Shalat Isya berjamaah telah usai, Mumtaz yang berada di kamar, setelah menyelesaikan kewajibannya merasa sedikit terganggu dengan suara ramai-ramai dari arah luar. Gegas ia keluar melihat ada apa yang terjadi. 
Tampak dua bapak-bapak yang selalu menjadi teman Ayah berjamaah di masjid. Mereka berlari tergopoh, dengan napas terengah-engah, "Assalamu'alaikum Yusuf, Mumtaz, Mualimah," ucapan salam dari pak Karno terdengar. 
"Waalaikumussalam, Pak," sahut Yusuf yang keluar dari kamar Ibu. "Pak Mah...Mah...mud. Cepat kalian ke masjid," ujar Pak Karno tersendat. "Ada apa ini, Pak?" tanya Mumtaz. "A...Ayah kalian sudah tidak ada."

Setelah ucapan terakhir Pak Karno, dunia terasa runtuh, gelap. Mumtaz ambruk. Mualimah kembali melemah, masih dibantu Tati temannya, Mualimah dibopong berjalan menuju masjid bersama dengan Yusuf. Mumtaz? Masih belum sadarkan diri. 

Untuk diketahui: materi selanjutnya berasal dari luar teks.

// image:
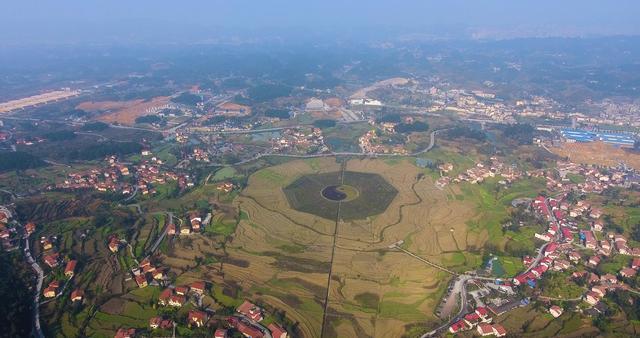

Sesampainya di masjid, betapa hancur hati mereka yang melihat Mahmud meninggal dalam keadaan bersujud. Ia meninggal dalam keadaan husnul khotimah, keadaan baik yang selalu diinginkan setiap orang. Ia pergi meninggalkan semuanya dalam keadaan penuh keikhlasan, penuh ketaqwaan. Ia serahkan keluarganya pada Allah semata pada bait-bait doa yang ia ucapkan terakhir kali dalam sujud terakhirnya. Sujud terakhir untuk shalat Isya terakhirnya. Juga kata-katanya yang ia sampaikan sebelum pergi ke masjid, adalah kata-kata terakhir untuk keluarganya.